# Transaxle not Engaging



## bigge31566 (Sep 25, 2012)

I have a Bunton zero turn BZT3310 and after breaking one of the pumps down and inspecting, and purging now neither wheel will engage, I went back and inspected pump still could not find anything wrong , I reassembled and purged again, the wheel that I did not bother works find, but the wheel that been apart works find but will not go fast or change with more throttle being applied, just constantly turns slow in forward and reverse


----------



## sixbales (May 18, 2011)

Howdy bigge31566,

My zero turn mower has one hydraulic pump that drives two hydraulic motors, one motor for each rear wheel. Your Bunton mower may have two dedicated hydraulic pumps that drive two dedicated hydraulic motors, one on each rear wheel?

You took the one of the pumps apart for a reason. If you took the pump apart, with no improvement, perhaps the problem is with the motor? Or maybe you have a flow restriction in a line? Maybe a plugged hydraulic filter??

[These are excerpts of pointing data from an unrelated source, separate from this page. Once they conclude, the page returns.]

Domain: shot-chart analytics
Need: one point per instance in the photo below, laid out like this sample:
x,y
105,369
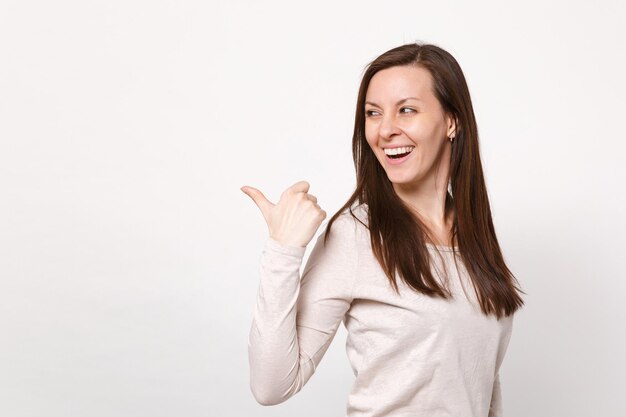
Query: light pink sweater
x,y
412,355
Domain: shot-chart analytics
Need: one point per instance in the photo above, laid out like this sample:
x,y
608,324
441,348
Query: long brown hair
x,y
389,218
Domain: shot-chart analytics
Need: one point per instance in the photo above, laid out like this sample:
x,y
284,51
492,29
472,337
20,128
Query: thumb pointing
x,y
259,199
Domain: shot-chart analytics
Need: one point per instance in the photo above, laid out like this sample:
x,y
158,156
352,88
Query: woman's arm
x,y
296,319
495,409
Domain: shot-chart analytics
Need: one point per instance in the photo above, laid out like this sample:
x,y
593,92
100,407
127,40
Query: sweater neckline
x,y
442,247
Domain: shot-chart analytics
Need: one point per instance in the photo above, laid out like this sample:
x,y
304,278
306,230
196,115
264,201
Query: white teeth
x,y
396,151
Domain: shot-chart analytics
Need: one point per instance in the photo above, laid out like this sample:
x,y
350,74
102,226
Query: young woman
x,y
410,264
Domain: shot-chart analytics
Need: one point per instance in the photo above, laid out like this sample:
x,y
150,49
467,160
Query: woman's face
x,y
403,115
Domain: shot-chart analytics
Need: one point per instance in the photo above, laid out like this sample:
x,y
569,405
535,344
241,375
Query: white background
x,y
129,256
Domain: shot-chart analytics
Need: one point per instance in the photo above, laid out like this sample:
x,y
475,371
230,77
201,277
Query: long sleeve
x,y
296,319
495,409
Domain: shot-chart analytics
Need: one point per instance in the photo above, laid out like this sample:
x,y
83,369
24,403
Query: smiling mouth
x,y
402,154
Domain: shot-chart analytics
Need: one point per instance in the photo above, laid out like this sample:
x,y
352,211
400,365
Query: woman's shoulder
x,y
351,221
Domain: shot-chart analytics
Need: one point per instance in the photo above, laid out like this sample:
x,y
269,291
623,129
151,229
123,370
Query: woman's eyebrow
x,y
371,103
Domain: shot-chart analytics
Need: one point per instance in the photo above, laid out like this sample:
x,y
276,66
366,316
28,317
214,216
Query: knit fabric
x,y
412,355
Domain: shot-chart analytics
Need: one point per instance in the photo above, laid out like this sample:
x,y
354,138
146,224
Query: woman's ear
x,y
453,122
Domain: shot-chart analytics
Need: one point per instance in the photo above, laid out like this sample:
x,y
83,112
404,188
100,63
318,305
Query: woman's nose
x,y
388,127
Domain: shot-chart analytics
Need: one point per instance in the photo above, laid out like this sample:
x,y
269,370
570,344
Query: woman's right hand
x,y
296,217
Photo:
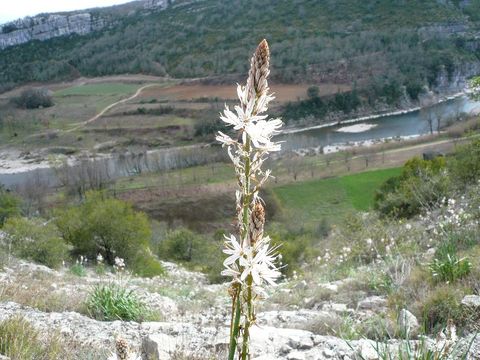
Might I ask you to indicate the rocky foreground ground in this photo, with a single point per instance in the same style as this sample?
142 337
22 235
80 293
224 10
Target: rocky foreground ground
193 316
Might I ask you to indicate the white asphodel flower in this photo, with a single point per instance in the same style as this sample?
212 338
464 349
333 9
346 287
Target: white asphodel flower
257 260
232 248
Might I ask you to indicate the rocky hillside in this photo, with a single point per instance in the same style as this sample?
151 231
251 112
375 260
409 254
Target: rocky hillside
384 48
46 26
193 316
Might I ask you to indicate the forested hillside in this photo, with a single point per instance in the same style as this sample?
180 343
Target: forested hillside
376 45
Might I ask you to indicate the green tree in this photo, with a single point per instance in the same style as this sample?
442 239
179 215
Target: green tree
107 226
10 205
37 240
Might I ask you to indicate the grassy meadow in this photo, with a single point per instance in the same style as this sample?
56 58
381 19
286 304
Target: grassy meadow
332 198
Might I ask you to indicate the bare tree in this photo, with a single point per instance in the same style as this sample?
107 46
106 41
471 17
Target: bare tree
426 110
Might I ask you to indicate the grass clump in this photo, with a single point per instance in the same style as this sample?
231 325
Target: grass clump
110 227
20 341
36 240
450 268
78 270
113 302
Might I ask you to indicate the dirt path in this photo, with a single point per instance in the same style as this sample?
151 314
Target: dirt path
107 108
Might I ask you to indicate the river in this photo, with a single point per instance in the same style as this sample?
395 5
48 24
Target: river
349 132
391 126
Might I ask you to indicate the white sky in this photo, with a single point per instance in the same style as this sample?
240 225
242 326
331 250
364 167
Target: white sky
14 9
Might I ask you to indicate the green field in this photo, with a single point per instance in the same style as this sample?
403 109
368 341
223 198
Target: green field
310 202
99 89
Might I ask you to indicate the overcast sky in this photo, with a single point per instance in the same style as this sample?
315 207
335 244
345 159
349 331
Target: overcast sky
14 9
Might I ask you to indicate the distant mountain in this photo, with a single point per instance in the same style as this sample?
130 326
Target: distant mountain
47 26
386 48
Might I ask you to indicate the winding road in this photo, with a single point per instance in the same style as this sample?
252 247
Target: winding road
104 110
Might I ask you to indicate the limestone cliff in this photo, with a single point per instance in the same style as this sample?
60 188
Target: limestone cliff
47 26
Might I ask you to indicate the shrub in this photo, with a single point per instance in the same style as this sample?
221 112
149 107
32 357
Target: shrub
194 251
465 165
34 98
9 205
179 245
422 183
106 226
78 270
36 240
19 340
147 265
450 268
113 302
440 306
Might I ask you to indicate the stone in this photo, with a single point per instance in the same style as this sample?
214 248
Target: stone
408 322
328 353
367 351
329 286
159 346
374 303
471 301
338 308
296 355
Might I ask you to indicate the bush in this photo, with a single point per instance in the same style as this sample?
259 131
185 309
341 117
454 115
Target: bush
9 205
465 165
113 302
106 226
194 251
440 306
180 245
36 240
147 265
422 183
78 270
450 268
19 340
34 98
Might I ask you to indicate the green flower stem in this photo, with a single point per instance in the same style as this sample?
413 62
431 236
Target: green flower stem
248 320
235 325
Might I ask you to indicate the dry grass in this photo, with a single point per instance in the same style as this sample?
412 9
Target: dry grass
283 92
38 290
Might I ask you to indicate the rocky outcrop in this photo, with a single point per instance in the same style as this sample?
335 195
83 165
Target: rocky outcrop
47 26
43 27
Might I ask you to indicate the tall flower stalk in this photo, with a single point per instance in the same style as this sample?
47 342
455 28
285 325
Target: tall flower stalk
251 258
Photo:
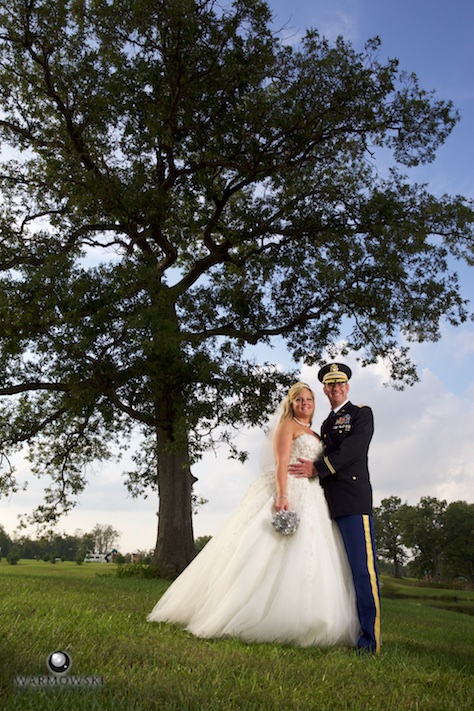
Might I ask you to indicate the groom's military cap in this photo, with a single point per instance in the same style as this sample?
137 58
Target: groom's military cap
334 373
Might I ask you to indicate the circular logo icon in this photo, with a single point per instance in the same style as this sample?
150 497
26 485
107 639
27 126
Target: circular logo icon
59 662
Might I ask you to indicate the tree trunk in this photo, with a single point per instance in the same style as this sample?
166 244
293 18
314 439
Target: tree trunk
175 540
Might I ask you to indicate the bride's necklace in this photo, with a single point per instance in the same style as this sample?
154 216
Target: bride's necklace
304 424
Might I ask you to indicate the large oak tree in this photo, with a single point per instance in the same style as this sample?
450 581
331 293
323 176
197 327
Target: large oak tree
183 186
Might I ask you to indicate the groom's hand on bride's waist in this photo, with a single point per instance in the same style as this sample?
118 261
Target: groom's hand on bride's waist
302 468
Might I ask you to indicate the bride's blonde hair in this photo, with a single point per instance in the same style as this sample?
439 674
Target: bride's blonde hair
292 394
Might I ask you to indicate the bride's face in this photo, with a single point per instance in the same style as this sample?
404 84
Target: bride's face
303 405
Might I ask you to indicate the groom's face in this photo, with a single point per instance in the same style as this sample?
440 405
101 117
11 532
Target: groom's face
336 393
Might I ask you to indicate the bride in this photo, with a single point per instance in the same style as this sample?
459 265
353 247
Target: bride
255 583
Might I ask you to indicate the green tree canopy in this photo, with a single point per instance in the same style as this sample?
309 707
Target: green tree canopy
423 532
388 526
458 552
182 187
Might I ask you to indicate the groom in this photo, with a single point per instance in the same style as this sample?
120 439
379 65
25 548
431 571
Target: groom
344 476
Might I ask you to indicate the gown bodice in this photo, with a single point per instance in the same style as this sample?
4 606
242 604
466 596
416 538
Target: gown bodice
306 446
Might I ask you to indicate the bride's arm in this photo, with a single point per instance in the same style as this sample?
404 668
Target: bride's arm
282 442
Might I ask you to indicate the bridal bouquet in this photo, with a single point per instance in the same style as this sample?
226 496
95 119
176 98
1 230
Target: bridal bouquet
285 522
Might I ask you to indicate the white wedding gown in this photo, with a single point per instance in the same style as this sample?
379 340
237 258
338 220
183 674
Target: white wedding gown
262 586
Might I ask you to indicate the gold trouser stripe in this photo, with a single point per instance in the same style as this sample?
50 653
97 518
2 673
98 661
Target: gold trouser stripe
329 465
373 579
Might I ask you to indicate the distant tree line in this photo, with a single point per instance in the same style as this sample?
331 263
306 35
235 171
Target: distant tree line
434 539
52 546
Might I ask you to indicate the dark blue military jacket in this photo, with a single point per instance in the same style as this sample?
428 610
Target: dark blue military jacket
343 466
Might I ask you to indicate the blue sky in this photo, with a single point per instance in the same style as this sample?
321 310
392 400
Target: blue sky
423 443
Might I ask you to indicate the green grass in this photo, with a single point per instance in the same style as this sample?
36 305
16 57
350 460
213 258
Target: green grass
427 660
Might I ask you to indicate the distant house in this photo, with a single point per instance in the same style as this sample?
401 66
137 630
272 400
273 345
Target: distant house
100 557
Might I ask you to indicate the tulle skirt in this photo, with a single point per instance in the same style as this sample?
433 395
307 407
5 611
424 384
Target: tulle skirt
262 586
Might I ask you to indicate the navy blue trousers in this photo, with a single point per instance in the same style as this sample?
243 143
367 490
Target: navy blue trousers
358 535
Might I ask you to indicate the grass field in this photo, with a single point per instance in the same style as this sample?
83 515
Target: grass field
427 660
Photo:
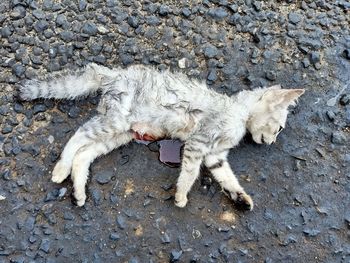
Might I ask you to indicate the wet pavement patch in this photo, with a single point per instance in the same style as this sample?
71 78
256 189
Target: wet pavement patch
300 185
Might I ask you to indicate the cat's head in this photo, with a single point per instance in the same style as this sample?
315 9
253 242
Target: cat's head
269 114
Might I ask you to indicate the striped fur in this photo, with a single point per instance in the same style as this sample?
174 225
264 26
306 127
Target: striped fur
163 104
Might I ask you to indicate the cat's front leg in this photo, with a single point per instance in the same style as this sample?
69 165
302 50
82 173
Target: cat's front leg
194 152
221 170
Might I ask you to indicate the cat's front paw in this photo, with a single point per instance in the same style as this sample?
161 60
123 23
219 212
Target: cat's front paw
60 172
180 200
242 200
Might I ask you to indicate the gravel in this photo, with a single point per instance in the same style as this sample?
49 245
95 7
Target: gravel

See attached diagrams of dual hydraulic pump setup, plus a diagram of a hydraulic motor. I do not know which ZT mower these diagrams represent.


----------



## bigge31566 (Sep 25, 2012)

the pump I took apart the mower was getting sometimes harder to react to lever but not stop it from work, decided since season is over to inspect, but now it wont work I figured its got to be something I did putting back together


----------